Scalable synthesis and characterization of multilayer $\gamma$-graphyne, new carbon crystals with a small direct bandgap

TL;DR

This paper reports the scalable synthesis and detailed characterization of multilayer γ-graphyne, a new carbon allotrope with a small direct bandgap, demonstrating its potential as a semiconducting material.

Contribution

The study introduces a novel scalable synthesis method for multilayer γ-graphyne and provides comprehensive experimental characterization aligning with theoretical predictions.

Findings

γ-graphyne is a 0.48 eV bandgap semiconductor

The material exhibits a hexagonal a-axis spacing of 6.88 Å

Thermally stable up to 240°C with a specific crystal structure

Abstract

$\gamma$-Graphyne is the most symmetric sp2/sp1 allotrope of carbon, which can be viewed as graphene uniformly expanded through insertion of two-carbon acetylenic units between all the aromatic rings. To date, synthesis of bulk $\gamma$-graphyne has remained a challenge. We here report the synthesis of multilayer $\gamma$-graphyne through crystallization-assisted irreversible cross-coupling polymerization. Comprehensive characterization of this new carbon phase is described, including synchrotron X-ray diffraction, electron diffraction, lateral force microscopy, Raman and infrared spectroscopy, and cyclic voltammetry. Experiments indicate that $\gamma$-graphyne is a 0.48 eV bandgap semiconductor, with a hexagonal a-axis spacing of 6.88 {\AA} and an interlayer spacing of 3.48 {\AA}, which is consistent with theoretical predictions.

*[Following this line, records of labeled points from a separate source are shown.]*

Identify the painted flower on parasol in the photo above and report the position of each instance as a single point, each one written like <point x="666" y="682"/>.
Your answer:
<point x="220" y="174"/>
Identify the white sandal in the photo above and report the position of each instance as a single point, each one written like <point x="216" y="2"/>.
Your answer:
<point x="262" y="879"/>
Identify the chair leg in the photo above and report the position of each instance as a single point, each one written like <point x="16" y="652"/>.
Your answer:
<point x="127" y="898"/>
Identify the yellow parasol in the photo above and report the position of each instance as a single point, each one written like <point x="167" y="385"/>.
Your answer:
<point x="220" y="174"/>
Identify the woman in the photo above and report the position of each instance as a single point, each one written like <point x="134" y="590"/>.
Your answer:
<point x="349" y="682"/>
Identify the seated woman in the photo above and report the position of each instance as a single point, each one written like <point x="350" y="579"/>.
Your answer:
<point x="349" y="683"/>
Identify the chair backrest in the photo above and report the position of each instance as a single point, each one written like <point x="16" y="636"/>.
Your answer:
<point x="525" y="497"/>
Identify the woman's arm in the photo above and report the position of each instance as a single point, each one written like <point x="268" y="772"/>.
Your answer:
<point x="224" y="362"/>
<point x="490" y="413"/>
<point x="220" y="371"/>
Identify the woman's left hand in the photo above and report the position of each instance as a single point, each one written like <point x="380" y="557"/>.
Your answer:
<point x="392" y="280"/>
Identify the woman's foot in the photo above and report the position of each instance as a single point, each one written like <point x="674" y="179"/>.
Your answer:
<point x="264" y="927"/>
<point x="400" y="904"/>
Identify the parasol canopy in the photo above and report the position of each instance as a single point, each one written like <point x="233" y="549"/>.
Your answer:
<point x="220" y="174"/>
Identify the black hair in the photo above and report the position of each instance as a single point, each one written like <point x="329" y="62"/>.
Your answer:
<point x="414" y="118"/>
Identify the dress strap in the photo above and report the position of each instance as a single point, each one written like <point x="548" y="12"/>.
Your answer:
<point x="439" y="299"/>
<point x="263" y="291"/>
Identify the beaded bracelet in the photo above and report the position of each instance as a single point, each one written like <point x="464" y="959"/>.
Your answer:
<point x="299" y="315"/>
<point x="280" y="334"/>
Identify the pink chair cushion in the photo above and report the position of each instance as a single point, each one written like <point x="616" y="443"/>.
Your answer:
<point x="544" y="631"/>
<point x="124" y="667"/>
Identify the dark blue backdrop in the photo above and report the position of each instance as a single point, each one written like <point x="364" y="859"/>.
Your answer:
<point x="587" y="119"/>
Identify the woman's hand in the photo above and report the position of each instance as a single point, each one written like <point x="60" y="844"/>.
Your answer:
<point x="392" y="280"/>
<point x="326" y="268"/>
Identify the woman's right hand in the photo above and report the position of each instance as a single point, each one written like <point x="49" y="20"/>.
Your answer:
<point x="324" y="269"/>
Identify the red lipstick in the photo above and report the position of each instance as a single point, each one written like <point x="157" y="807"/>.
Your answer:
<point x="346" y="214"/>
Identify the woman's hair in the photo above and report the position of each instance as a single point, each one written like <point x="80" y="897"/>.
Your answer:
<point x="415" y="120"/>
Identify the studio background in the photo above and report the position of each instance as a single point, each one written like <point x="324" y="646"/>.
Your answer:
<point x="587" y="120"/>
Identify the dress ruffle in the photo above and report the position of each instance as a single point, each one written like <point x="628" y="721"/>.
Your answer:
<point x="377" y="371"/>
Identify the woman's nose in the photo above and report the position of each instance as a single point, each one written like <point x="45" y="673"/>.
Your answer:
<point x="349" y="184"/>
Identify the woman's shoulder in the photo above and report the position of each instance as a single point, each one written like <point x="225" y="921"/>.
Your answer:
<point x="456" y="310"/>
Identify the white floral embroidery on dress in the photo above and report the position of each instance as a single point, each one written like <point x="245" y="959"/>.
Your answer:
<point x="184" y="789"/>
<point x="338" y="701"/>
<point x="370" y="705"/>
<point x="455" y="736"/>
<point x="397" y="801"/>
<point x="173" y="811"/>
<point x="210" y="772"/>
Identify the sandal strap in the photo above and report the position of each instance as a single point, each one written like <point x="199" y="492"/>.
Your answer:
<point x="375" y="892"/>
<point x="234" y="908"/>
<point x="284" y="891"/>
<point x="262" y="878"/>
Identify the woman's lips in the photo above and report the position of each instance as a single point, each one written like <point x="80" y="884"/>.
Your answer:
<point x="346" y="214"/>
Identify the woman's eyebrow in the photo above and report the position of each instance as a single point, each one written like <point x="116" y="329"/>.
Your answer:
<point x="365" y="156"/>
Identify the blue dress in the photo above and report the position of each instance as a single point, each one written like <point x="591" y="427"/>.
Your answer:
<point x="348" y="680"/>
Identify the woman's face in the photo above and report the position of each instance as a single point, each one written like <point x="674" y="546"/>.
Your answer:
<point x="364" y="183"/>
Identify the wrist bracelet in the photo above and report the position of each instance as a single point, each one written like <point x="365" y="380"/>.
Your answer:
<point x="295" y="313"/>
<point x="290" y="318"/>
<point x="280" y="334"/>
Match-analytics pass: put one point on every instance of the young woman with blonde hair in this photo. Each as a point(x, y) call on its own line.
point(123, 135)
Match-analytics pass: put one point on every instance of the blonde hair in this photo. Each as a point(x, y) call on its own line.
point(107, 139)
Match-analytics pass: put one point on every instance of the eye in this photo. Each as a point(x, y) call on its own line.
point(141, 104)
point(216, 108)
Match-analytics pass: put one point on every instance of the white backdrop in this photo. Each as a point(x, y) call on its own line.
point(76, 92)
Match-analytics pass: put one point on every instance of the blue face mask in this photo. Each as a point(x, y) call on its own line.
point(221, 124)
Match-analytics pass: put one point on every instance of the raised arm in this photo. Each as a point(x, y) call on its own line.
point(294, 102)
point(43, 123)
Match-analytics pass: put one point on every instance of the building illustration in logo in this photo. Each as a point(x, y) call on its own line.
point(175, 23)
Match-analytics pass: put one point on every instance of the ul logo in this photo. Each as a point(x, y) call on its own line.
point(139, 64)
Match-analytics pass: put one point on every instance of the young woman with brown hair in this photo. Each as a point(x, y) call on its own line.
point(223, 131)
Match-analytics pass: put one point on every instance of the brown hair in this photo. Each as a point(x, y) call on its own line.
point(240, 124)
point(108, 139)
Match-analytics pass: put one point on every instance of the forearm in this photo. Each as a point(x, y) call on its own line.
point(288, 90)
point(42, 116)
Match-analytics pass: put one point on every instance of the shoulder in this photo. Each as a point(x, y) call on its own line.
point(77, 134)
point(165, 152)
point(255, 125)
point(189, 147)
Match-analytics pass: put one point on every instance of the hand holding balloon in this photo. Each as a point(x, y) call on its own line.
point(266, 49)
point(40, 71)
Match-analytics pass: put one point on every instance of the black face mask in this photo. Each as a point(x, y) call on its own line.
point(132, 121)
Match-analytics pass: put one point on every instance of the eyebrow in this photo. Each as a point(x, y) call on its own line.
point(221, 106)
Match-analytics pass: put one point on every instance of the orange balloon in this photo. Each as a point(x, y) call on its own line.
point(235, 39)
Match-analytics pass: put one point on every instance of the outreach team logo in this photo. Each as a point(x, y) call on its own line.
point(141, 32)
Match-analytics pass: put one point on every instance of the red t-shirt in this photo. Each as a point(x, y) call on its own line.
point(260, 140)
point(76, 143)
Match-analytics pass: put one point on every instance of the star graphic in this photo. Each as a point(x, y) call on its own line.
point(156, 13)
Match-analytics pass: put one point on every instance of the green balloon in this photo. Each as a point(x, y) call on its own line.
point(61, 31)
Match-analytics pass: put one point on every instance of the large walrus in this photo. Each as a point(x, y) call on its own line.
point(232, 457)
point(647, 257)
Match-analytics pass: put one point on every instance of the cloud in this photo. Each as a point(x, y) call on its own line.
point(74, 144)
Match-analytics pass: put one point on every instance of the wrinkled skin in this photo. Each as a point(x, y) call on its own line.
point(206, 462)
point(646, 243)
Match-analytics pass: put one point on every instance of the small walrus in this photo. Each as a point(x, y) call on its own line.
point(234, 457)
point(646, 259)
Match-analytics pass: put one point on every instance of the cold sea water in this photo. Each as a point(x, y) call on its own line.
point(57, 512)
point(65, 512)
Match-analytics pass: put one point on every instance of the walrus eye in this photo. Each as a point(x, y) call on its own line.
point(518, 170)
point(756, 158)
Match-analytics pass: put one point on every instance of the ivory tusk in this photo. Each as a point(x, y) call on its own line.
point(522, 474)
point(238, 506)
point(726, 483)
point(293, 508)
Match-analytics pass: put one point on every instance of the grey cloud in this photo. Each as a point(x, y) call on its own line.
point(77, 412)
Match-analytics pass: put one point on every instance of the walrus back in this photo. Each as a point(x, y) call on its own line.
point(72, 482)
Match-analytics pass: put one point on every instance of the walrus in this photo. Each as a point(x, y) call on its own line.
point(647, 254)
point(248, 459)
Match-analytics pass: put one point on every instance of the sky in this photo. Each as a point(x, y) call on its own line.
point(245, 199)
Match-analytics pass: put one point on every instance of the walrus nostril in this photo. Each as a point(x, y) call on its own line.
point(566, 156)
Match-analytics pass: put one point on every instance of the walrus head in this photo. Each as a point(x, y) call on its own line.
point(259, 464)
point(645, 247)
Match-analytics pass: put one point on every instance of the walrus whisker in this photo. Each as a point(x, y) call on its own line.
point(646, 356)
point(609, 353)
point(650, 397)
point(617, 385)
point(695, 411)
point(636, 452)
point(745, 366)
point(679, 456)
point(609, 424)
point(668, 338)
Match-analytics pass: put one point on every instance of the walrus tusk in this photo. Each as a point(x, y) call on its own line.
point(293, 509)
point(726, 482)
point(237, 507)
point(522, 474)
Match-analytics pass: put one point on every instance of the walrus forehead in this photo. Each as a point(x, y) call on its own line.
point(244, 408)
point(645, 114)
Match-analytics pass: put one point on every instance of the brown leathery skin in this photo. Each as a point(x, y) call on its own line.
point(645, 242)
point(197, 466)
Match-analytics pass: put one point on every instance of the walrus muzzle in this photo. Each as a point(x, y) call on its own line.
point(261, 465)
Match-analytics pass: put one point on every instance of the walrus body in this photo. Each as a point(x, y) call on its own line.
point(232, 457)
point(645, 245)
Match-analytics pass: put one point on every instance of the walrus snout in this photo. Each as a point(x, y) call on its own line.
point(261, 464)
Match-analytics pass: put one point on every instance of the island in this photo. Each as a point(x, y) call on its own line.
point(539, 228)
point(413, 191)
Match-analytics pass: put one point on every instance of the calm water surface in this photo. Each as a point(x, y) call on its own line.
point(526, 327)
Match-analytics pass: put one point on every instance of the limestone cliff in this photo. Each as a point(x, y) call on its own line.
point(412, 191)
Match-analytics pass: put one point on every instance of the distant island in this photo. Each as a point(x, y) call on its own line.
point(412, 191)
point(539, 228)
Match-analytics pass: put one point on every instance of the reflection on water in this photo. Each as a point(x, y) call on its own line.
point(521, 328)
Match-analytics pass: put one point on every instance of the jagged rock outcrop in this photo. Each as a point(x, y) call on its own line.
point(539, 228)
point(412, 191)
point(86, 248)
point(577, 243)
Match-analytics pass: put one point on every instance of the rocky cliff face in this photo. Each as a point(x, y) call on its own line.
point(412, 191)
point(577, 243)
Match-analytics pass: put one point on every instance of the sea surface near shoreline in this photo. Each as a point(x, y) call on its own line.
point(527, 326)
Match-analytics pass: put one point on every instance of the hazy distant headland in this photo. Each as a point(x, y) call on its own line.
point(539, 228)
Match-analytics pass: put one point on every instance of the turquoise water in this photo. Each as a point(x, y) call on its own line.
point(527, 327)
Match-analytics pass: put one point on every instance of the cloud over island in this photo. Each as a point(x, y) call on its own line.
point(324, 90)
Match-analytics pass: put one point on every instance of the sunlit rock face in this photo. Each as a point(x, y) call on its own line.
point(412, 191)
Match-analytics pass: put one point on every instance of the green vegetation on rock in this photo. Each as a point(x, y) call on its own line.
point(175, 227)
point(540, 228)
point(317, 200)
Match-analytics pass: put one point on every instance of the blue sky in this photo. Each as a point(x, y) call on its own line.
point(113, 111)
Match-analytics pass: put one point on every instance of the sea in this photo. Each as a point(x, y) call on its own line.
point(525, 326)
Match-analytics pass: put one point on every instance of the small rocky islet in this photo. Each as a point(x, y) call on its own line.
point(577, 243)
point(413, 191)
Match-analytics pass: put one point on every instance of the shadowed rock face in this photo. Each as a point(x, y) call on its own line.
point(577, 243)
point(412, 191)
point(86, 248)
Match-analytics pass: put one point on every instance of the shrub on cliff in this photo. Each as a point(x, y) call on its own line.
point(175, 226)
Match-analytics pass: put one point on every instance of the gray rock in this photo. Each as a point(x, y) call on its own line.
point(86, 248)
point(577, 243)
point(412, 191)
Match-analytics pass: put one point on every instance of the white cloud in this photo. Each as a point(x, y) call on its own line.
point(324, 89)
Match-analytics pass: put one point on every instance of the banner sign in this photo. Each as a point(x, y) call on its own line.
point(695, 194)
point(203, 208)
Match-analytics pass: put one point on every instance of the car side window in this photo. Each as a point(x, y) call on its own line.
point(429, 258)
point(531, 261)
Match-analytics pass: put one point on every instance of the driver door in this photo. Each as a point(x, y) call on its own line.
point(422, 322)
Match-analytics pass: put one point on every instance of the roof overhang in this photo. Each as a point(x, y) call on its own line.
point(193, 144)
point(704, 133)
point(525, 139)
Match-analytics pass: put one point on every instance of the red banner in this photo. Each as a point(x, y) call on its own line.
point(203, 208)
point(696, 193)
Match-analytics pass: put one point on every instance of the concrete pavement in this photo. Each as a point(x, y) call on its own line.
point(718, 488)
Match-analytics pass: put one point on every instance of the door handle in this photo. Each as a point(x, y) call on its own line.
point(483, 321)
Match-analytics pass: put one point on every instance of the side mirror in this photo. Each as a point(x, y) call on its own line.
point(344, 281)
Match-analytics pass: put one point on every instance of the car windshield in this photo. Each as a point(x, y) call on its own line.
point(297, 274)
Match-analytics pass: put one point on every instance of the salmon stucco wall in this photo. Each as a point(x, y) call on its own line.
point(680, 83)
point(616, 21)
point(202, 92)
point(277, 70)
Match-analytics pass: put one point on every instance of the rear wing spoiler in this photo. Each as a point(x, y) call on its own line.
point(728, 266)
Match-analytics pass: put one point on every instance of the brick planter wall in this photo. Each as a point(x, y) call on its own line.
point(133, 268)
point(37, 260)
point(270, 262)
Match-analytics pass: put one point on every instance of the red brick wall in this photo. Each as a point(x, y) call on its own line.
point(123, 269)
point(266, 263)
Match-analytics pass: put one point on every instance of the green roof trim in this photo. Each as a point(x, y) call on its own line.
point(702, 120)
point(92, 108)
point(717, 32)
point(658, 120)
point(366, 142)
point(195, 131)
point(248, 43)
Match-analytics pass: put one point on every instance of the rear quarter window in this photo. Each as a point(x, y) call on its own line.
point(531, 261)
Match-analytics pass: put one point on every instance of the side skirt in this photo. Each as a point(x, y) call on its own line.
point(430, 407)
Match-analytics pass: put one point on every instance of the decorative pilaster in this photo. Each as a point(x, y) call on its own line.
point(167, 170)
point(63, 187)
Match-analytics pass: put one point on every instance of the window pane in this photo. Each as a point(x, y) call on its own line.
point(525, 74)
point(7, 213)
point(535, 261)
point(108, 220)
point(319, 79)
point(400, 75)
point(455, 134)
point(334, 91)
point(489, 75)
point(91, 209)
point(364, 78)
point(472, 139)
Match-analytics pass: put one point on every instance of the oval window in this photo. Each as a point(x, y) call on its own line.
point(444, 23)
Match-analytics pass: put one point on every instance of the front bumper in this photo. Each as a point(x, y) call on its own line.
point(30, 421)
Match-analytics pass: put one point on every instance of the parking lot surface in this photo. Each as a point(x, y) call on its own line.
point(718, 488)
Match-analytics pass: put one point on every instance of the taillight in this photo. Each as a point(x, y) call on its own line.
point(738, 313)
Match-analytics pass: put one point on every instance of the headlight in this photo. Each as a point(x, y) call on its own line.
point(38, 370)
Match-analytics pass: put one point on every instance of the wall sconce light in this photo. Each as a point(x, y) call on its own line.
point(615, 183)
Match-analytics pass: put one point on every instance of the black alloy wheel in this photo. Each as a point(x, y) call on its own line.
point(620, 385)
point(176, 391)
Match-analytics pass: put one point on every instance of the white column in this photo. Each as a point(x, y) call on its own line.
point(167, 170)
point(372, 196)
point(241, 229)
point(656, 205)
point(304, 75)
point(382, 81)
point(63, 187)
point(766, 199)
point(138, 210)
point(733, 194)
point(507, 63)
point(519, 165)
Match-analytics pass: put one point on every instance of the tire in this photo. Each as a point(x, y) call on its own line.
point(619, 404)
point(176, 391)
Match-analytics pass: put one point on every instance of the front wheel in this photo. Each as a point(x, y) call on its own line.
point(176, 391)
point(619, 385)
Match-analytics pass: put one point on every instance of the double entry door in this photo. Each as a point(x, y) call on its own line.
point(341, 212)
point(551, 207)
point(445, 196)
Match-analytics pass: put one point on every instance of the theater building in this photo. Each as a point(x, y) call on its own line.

The observed crystal structure has an aperiodic sheet stacking. The material is thermally stable up to 240 $^\circ$C but undergoes a transformation at higher temperatures. While conventional 2D polymerizations and reticular chemistry rely on error correction through reversibility, we demonstrate that a periodic covalent lattice can be synthesized under purely kinetic control. The reported methodology is scalable and inspires extension to other allotropes of the graphyne family.